Yes I see the image but here it is again (though I'm not seeing it in the preview now!)
Maybe this will work => www.etherington.me/android.jpg
(you may have to manually remove the https)
Just to re-iterate this is an android LG G6 phone not a PC.
Your instructions look a bit PCish to me 
Thanks
Mike


----------



## Corday (Mar 3, 2010)

When you see your list of Networks available and you choose, is this when the problem occurs?


----------



## tristar (Aug 12, 2008)

Most public hotspots/hotel wifi connection use a browser based authentication system so if you connect to any of their networks it will redirect to their login page.
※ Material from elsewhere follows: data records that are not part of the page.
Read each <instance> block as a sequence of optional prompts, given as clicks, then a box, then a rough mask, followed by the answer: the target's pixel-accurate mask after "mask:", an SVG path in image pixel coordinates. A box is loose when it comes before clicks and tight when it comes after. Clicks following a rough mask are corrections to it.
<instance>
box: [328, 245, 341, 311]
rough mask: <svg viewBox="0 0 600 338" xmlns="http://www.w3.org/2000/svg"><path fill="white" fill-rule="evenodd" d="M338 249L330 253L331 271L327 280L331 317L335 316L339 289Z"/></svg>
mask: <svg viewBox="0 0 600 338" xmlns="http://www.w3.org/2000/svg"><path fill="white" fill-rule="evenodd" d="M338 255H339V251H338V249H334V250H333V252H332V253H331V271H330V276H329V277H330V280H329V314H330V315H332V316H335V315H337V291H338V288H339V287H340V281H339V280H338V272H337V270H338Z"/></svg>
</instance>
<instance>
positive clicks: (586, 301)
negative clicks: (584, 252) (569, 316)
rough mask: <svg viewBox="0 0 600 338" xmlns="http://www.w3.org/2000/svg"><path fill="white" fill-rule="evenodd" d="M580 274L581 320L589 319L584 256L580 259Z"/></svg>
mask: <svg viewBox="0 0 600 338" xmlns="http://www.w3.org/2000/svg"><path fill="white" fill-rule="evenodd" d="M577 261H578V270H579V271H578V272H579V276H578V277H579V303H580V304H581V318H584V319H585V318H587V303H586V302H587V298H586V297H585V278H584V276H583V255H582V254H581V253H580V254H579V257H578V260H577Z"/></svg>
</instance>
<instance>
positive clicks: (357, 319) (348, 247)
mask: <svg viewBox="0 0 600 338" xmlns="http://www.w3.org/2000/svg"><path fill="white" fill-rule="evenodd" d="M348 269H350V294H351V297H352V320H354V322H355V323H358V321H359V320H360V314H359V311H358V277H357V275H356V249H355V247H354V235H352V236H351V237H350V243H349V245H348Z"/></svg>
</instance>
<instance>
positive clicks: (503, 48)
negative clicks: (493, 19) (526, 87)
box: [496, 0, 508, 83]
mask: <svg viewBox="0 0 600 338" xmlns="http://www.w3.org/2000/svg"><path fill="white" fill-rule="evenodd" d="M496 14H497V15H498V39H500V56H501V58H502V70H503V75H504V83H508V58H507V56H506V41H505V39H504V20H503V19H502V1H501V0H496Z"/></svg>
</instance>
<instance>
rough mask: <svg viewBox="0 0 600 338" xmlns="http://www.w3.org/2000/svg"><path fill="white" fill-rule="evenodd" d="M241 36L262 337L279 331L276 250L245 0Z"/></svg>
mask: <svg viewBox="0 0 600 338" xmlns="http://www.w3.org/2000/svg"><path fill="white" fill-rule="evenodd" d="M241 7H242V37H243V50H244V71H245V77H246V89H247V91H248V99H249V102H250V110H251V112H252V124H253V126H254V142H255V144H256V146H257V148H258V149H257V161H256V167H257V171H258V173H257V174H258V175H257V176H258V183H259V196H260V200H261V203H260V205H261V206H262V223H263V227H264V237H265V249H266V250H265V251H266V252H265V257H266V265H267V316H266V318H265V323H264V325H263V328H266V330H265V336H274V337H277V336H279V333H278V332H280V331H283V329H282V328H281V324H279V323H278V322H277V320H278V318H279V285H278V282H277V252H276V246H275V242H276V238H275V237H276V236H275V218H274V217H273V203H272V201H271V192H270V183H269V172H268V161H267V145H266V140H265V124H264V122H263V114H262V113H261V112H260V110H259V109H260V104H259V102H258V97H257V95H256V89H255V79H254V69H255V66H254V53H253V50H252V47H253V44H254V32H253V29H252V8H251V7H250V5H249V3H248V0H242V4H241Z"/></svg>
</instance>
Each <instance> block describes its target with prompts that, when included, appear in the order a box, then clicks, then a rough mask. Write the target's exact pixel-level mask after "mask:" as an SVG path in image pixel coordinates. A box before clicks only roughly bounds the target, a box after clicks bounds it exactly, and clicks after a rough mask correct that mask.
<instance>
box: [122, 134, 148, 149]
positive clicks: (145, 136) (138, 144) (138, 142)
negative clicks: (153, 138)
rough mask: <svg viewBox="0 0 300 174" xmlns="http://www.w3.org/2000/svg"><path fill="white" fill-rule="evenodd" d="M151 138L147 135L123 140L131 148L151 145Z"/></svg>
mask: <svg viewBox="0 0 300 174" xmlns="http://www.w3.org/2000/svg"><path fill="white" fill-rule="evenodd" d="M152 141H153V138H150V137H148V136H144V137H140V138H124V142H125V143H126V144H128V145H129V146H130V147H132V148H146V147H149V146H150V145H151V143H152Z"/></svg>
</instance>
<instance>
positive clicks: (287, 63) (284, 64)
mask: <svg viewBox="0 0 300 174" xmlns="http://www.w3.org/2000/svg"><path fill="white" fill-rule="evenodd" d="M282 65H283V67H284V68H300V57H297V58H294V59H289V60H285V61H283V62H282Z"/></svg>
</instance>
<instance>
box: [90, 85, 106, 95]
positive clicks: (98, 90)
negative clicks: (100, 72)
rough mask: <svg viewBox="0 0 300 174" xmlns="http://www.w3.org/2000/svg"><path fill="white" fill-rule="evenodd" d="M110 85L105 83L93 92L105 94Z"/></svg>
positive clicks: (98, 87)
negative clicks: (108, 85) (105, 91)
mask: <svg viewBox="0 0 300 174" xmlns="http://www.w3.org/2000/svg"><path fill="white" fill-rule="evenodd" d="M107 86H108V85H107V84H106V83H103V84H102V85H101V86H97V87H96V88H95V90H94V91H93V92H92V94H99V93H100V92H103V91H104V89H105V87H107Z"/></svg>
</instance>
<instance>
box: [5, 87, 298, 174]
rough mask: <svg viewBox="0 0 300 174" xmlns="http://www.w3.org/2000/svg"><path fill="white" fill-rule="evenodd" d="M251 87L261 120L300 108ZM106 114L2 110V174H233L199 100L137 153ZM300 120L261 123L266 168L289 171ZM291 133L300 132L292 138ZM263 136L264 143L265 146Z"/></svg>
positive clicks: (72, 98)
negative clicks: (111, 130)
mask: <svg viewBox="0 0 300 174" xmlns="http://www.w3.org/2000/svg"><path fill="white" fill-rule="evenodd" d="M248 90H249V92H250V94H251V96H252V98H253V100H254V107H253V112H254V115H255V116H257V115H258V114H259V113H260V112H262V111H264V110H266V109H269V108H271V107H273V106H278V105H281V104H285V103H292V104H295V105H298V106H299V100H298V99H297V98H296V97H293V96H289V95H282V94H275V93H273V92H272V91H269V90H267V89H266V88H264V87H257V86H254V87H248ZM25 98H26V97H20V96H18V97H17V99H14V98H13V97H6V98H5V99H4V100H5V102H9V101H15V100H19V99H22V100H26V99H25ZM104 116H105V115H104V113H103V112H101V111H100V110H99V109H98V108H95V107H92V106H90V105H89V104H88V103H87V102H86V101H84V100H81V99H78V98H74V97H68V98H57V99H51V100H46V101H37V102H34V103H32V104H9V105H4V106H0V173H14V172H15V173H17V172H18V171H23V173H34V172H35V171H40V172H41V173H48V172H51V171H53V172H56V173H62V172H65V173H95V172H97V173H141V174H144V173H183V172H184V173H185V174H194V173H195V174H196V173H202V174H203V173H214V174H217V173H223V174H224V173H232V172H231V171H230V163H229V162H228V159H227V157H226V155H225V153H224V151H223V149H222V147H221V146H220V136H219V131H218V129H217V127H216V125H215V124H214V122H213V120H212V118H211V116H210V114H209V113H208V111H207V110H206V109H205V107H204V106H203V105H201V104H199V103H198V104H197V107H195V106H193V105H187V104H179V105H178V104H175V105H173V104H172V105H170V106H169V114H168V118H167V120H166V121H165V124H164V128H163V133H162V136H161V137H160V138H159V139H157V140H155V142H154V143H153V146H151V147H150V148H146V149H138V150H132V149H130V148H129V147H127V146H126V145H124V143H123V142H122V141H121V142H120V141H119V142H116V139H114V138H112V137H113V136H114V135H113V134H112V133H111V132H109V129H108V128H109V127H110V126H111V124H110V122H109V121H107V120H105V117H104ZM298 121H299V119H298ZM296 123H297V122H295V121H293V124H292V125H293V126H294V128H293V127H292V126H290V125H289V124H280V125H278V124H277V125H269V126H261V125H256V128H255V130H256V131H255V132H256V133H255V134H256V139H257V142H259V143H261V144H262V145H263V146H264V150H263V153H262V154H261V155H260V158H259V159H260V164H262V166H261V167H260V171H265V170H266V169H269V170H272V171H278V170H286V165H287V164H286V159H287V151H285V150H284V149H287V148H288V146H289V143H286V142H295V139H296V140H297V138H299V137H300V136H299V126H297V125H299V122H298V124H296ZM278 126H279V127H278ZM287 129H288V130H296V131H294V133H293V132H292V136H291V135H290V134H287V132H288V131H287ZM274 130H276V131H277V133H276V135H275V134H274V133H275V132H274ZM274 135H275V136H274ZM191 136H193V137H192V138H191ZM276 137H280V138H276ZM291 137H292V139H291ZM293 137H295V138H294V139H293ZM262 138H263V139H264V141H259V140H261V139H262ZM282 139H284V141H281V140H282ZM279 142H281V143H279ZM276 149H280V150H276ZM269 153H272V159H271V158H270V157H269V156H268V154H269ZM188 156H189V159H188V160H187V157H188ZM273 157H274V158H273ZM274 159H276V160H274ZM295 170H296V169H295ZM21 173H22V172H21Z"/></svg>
You might want to check if that is the reason.. They might have changed the password recently so it no longer accepts the password stored in your browser.


----------



## effingpot (Oct 29, 2004)

Let me be clearer - I see a list of hotspots - no problem.
I choose the hotspot I want to connect to (normally one I've used before)
It connects, gets and IP address and says CONNECTED
THEN it either goes automatically to the web based login page or I hit the back arrow top left and get to the same place.
Mostly I have been to this page many times before.
the new thing is the page does not appear but the error message does instead.
This has all worked fine for years but recently stopped.

The error says:
*Web page not available*
The web page at https://connectivitycheck.gstatic.com/generate_204 could not be loaded because ...
net:ERR_PROXY_CONNECTION_FAILED

It seems to be sites that use that gstatic.com for authentication. Always worked till not and not sure what changed to stop it but it's a bit frustrating.


----------



## tristar (Aug 12, 2008)

Have you contacted the HotSpot Admin to see if there are any new settings that need to be downloaded ?or should the previous WiFi network information be deleted before connecting to the new one.


----------